Research
-
Long Document Summarization in a Low Resource Setting using Pretrained Language Models
Abstractive summarization is the task of compressing a long document into a coherent short document while retaining salient information. Modern abstractive summarization methods are based on deep neural networks which often require large training datasets. Since collecting summarization datasets is an expensive and time-consuming task, practical industrial settings are usually low-resource. In this paper, we study a challenging low-resource setting of summarizing long legal briefs with an average source document length of 4268 words and only 120 available (document, summary) pairs. To account for data scarcity, we used a modern pretrained abstractive summarizer BART (Lewis et al., 2020), which only achieves 17.9 ROUGE-L as it struggles with long documents. We thus attempt to compress these long documents by identifying salient sentences in the source which best ground the summary, using a novel algorithm based on GPT-2 (Radford et al., 2019) language model perplexity scores, that operates within the low resource regime. On feeding the compressed documents to BART, we observe a 6.0 ROUGE-L improvement. Our method also beats several competitive salience detection baselines. Furthermore, the identified salient sentences tend to agree with an independent human labeling by domain experts.
-
Empirical Differential Privacy
We show how to achieve differential privacy with no or reduced added noise, based on the empirical noise in the data itself. Unlike previous works on noiseless privacy, the empirical viewpoint avoids making any explicit assumptions about the random process generating the data.
-
Quantitative null-cobordism
For a given null-cobordant Riemannian n-manifold, how does the minimal geometric complexity of a null-cobordism depend on the geometric complexity of the manifold?
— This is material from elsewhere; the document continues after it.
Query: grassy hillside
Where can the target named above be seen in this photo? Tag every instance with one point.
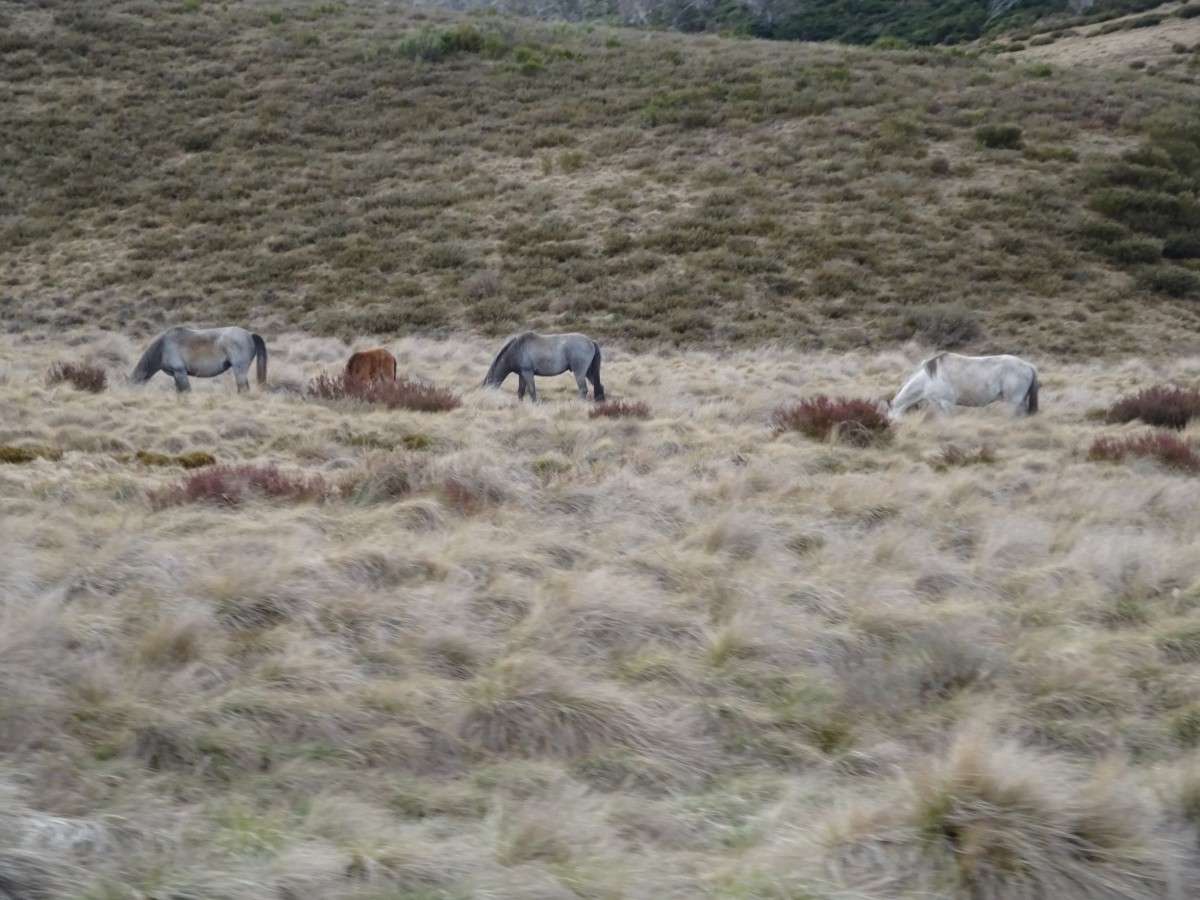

In [Gro99], Gromov conjectured that this dependence should be linear. We show that it is at most a polynomial whose degree depends on n. This construction relies on another of independent interest. Take X and Y to be sufficiently nice compact metric spaces, such as Riemannian manifolds or simplicial complexes. Suppose Y is simply connected and rationally homotopy equivalent to a product of Eilenberg-MacLane spaces: for example, any simply connected Lie group. Then two homotopic L-Lipschitz maps f, g : X → Y are homotopic via a CL-Lipschitz homotopy. We present a counterexample to show that this is not true for larger classes of spaces Y.
-
2-complexes with large 2-girth
The 2-girth of a 2-dimensional simplicial complex X is the minimum size of a non-zero 2-cycle in H₂(X, ℤ/2). We consider the maximum possible girth of a complex with n vertices and m 2-faces. If m = n^{2+α} for α < 1/2, then we show that the 2-girth is at most 4n^{2−2α} and we prove the existence of complexes with 2-girth at least c_{α,ε} n^{2−2α−ε}. On the other hand, if α > 1/2, the 2-girth is at most C_α. So there is a phase transition as α passes 1/2. Our results depend on a new upper bound for the number of combinatorial types of triangulated surfaces with v vertices and f faces.
-
On Expansion and Topological Overlap
We give a detailed and easily accessible proof of Gromov's Topological Overlap Theorem. Let X be a finite simplicial complex or, more generally, a finite polyhedral cell complex of dimension d. Informally, the theorem states that if X has sufficiently strong higher-dimensional expansion properties (which generalize edge expansion of graphs and are defined in terms of cellular cochains of X) then X has the following topological overlap property: for every continuous map X → ℝᵈ there exists a point p ∈ ℝᵈ that is contained in the images of a positive fraction μ > 0 of the d-cells of X. More generally, the conclusion holds if ℝᵈ is replaced by any d-dimensional piecewise-linear (PL) manifold M, with a constant μ that depends only on d and on the expansion properties of X, but not on M.
-
Higher dimensional distortion of random complexes
Using the random complexes of Linial and Meshulam, we exhibit a large family of simplicial complexes for which, whenever affinely embedded into Euclidean space, the filling areas of simplicial cycles is greatly distorted. This phenomenon can be regarded as a higher order analogue of the metric distortion of embeddings of random graphs.
-
The filling problem in the cube
We prove an isoperimetric inequality for filling cellular cycles in a high dimensional cube with cellular chains. In addition, we provide a family of cubical cellular cycles for which the exponent in the inequality is optimal.
-
Coboundary expanders
We describe a natural topological generalization of edge expansion for graphs to regular CW complexes and prove that this property holds with high probability for certain random complexes.
-
Properties of the Generalized Zig-Zag Product of Graphs
The operation of zig-zag products of graphs is the analogue of the semidirect product of groups. Using this observation, we present a categorical description of zig-zag products in order to generalize the construction for the category of simple graphs. Also, we examine the covering properties of zig-zag products and we utilize these results to estimate their spectral invariants in general. In addition, we provide specific spectral analysis for some such products.